Il presidente di Federalberghi, Bernabò Bocca, è stato riconfermato alla guida della federazione degli albergatori con i suoi 27mila associati, nel corso della 71a Assemblea nazionale che ha visto la presenza del Ministro del Turismo, Massimo Garavaglia, del vicepresidente Federalberghi Giuseppe Roscioli e di fronte ad una platea folta ma necessariamente contingentata per via delle cautele anti contagio.

L’assemblea plenaria ha scelto all’unisono di ridare la fiducia al leader già in carica.

“Questa elezione mi rinforza più delle altre – ha detto il presidente a commento del consenso ricevuto dai suoi – Essere considerato la figura di riferimento per tutti voi, nonostante i mesi bui che abbiamo trascorso e di fronte alle incognite che ci troveremo ancora davanti, è un segno di estrema fiducia. Sento la vostra vicinanza e ne vado fiero. Per me rappresenta il mordente più efficace per i prossimi passi che faremo insieme, uniti come sempre”.

Commentando lo scenario disegnato dagli effetti della pandemia, Bocca ha ricordato che nei primi quattro mesi di questo 2021, le presenze dei turisti negli esercizi ricettivi sono diminuite di oltre l’85% rispetto al corrispondente periodo del 2019. Tutto ciò ha provocato un calo del 75,1% per gli italiani e del 95,9 % per gli stranieri.

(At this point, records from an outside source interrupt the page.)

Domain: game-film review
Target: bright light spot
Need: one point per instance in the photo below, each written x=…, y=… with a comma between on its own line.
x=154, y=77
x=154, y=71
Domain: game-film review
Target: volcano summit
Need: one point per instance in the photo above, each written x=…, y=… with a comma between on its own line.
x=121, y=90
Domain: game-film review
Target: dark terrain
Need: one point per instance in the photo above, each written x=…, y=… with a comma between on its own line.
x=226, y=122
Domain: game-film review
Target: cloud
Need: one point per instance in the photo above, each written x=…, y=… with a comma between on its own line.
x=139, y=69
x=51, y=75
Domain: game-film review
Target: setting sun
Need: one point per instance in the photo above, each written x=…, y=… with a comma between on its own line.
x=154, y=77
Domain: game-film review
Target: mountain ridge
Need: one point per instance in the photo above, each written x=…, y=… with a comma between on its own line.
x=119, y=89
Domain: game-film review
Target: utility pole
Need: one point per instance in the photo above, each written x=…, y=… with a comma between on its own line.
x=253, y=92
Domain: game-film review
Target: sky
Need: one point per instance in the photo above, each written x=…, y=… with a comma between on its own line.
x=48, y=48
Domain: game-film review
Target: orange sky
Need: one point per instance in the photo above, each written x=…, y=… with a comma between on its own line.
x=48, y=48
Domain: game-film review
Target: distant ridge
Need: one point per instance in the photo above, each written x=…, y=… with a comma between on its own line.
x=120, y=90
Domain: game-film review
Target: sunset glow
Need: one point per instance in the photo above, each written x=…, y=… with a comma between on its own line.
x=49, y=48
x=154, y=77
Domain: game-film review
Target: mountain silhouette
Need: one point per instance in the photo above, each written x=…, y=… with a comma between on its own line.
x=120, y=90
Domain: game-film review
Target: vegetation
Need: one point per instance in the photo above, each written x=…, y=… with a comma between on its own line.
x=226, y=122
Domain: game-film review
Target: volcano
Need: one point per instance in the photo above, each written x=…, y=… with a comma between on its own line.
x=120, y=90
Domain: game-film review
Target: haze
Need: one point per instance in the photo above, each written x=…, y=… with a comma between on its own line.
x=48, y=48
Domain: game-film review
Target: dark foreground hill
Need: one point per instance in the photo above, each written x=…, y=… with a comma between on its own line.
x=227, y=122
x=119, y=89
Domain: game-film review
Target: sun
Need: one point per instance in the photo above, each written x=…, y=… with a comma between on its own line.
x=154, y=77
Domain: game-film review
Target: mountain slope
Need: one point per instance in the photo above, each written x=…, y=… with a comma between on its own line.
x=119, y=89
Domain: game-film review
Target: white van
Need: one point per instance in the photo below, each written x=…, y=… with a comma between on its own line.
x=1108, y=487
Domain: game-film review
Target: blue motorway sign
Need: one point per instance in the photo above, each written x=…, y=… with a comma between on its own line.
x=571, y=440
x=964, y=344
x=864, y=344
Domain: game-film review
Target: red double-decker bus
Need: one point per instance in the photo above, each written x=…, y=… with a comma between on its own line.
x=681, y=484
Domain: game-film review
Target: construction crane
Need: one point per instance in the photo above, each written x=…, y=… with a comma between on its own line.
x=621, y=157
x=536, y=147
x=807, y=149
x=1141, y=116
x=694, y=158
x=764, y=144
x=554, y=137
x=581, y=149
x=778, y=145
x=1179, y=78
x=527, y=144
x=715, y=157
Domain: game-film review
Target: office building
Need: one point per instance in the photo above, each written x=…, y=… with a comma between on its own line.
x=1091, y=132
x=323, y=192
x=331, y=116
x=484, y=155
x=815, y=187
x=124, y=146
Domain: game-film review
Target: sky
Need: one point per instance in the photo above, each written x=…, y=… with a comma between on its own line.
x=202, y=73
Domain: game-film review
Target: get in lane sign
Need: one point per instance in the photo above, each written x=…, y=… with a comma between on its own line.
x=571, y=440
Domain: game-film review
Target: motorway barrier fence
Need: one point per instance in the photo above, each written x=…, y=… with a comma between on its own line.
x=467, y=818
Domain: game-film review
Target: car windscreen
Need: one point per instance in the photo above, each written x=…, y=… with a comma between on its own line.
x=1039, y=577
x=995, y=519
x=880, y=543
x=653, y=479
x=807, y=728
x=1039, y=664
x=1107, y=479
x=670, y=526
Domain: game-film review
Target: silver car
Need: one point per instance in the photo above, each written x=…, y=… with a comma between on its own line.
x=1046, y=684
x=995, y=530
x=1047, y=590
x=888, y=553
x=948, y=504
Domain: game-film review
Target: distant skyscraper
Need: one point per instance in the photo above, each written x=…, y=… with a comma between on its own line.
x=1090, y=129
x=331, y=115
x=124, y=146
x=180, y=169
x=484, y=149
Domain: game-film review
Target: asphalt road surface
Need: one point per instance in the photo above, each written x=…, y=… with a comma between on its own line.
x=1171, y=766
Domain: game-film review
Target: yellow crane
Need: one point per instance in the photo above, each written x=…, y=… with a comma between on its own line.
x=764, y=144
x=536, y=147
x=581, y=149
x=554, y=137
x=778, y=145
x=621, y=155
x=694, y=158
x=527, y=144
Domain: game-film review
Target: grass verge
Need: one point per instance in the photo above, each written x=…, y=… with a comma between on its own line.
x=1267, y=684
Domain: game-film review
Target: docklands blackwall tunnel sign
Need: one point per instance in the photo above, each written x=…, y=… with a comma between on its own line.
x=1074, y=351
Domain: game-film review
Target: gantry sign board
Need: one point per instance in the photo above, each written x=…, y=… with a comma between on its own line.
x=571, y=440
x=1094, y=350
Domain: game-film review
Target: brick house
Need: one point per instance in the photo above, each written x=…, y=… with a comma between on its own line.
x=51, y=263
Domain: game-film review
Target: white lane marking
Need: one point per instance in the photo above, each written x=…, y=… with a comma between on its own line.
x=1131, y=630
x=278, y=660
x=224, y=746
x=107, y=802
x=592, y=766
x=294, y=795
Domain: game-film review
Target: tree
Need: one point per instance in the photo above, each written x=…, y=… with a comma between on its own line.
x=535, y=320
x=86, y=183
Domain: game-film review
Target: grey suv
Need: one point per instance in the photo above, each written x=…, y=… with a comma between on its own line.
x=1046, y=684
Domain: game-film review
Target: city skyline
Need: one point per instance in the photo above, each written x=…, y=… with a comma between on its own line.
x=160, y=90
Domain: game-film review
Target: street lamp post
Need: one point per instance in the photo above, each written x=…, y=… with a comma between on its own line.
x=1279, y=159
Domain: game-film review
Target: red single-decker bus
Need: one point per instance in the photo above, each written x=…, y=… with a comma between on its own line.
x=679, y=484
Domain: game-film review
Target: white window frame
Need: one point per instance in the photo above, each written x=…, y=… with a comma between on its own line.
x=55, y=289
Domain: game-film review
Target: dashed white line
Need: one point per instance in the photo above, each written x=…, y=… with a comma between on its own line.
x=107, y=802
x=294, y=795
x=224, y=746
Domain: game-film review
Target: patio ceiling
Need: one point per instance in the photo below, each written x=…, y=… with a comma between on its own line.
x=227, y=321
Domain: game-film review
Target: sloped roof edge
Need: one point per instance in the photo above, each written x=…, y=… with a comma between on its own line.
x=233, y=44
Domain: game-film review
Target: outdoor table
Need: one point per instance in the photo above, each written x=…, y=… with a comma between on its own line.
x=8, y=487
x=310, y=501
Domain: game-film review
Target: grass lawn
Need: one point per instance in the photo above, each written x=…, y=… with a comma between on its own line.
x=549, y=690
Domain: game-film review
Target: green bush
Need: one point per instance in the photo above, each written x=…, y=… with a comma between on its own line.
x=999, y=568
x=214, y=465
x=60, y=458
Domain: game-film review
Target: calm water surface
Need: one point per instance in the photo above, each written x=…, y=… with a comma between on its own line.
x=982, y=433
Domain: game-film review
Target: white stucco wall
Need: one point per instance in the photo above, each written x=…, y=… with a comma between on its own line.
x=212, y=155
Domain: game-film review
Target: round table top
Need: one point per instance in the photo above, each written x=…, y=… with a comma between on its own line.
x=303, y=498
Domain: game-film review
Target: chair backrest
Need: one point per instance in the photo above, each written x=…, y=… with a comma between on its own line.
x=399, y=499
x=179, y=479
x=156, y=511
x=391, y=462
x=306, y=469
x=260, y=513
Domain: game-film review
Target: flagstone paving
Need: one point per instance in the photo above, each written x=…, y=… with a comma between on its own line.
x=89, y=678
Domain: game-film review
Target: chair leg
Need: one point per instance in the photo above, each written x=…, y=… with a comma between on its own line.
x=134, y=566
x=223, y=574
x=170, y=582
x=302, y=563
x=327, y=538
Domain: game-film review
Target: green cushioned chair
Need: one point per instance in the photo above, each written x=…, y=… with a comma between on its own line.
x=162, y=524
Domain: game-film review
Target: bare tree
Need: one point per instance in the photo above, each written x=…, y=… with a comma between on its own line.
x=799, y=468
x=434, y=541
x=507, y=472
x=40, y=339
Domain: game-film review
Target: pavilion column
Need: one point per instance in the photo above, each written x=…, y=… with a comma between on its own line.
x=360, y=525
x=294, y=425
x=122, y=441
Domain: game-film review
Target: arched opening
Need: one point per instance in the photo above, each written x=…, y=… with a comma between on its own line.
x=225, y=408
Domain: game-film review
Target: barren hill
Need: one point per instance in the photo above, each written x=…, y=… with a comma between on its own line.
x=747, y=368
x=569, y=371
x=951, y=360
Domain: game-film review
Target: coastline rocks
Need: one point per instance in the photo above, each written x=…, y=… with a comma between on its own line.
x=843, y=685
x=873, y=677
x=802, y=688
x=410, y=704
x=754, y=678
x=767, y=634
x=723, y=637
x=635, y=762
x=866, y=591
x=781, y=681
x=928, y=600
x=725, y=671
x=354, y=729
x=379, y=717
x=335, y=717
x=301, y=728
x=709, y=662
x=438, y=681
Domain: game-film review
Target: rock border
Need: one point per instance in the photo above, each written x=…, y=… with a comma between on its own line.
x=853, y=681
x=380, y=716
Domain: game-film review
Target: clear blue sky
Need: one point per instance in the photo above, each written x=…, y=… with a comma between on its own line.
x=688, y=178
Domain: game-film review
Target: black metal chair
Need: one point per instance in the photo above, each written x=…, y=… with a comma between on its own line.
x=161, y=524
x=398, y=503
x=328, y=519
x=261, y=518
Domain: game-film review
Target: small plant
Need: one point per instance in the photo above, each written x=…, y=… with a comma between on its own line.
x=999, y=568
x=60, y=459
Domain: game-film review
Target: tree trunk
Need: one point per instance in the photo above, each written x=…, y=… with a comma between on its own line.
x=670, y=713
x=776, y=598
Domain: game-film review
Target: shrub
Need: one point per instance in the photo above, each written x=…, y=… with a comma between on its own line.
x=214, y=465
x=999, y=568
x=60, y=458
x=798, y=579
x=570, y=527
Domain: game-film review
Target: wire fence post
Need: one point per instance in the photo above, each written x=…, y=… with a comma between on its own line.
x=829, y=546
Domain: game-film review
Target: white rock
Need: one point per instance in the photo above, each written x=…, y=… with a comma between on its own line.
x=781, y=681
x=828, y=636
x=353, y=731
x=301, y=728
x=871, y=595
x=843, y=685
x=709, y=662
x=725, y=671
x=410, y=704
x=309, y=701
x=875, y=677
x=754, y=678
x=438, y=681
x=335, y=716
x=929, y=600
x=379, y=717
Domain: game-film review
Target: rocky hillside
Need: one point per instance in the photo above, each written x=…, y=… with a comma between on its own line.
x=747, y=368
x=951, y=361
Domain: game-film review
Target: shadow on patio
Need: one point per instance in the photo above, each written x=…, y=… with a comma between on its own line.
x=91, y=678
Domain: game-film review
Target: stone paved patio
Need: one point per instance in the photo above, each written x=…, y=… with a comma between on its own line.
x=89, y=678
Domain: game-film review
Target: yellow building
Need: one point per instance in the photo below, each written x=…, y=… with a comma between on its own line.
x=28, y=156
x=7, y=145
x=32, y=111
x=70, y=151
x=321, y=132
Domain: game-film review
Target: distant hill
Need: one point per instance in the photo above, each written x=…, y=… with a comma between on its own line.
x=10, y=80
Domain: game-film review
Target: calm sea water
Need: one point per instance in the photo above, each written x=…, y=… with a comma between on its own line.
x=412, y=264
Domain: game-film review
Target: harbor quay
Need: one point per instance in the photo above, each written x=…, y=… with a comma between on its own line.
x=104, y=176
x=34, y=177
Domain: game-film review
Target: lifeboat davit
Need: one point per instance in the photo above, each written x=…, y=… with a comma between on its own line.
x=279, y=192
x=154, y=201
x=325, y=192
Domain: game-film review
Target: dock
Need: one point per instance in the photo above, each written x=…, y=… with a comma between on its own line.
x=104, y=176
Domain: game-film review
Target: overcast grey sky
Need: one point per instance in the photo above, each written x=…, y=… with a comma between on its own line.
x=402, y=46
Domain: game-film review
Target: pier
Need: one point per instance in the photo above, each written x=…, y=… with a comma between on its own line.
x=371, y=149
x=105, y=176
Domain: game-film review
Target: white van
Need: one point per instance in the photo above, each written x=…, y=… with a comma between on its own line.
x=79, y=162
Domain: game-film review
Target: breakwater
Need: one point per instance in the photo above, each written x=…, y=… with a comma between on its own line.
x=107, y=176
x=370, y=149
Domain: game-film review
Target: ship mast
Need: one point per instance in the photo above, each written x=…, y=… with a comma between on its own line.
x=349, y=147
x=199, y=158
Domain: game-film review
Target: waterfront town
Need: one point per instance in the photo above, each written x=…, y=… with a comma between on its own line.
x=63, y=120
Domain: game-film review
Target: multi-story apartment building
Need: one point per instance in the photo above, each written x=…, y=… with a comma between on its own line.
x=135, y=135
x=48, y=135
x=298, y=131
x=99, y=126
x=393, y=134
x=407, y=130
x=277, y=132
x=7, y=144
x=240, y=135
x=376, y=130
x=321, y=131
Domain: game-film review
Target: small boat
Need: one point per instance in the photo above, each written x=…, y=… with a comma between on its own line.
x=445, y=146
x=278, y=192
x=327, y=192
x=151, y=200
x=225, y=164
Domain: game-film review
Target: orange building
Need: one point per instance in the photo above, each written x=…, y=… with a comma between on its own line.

“Sappiamo che il 2020 si è chiuso con una perdita di 233 milioni di presenze con un conseguente calo medio del 53,4% rispetto al 2019, con punte che in alcune località hanno superato l’80%. Ma la lacerazione più grande forse la stiamo vivendo proprio nelle città d’arte, rimaste praticamente deserte essendo venuto meno il turismo straniero, sceso mediamente del 70,2% delle presenze”.

Per il futuro immediato, il presidente di Federalberghi ha espresso l’invito a lanciare il cuore oltre l’ostacolo con l’auspicio che il movimento turistico in e verso l’Italia sia facilitato dal Governo, con tempistiche e modalità adeguate, sempre tenendo alta la guardia sulle necessarie ed indispensabili cautele contro la diffusione del contagio.  “In questo scenario, la stagione estiva in arrivo dovrebbe essere il carburante per far ripartire le nostre aziende in sicurezza. Vogliamo che sia cosi, e siamo pronti a sentirci protagonisti della ripresa”.

Infine, ha affrontato il tema dei ristori e del sostegno alle imprese: “Non è stato risolutivo, malgrado siamo perfettamente consapevoli di quanto sia stato oneroso per lo Stato erogare questi fondi. Noi abbiamo bisogno di comprare il tempo, di accedere cioè a prestiti di lunghi periodi con garanzia pubblica, così da poter ricostituire la nervatura delle nostre imprese anche nel protrarsi dell’emergenza”.

“Confidiamo – ha aggiunto il presidente di Federalberghi – che nel decreto sostegno bis in corso di approvazione si concretizzino alcune soluzioni perché si possano fronteggiare le urgenze. In particolare penso al tema degli incentivi per la riqualificazione delle strutture, alla riduzione dei costi fissi, in specie quelli che gravano sulla componente immobiliare, ed ancora, al credito a lungo termine per le imprese”

Le attese sugli arrivi sono legate alla necessità di far ritrovare il giusto appeal dell’Italia all’estero: “Questo è il momento di promuovere il nostro Paese come merita. Abbiamo bisogno di campagne di promozione all’estero che siano efficaci, accattivanti, autorevoli e che sappiano anche ricollocarci al top tra le destinazioni preferite dal turismo straniero. Ci auguriamo il superamento delle misure restrittive come il coprifuoco e la riapertura delle frontiere, per consentire a tutti di poter circolare liberamente e godersi l’eterna bellezza del nostro Paese”.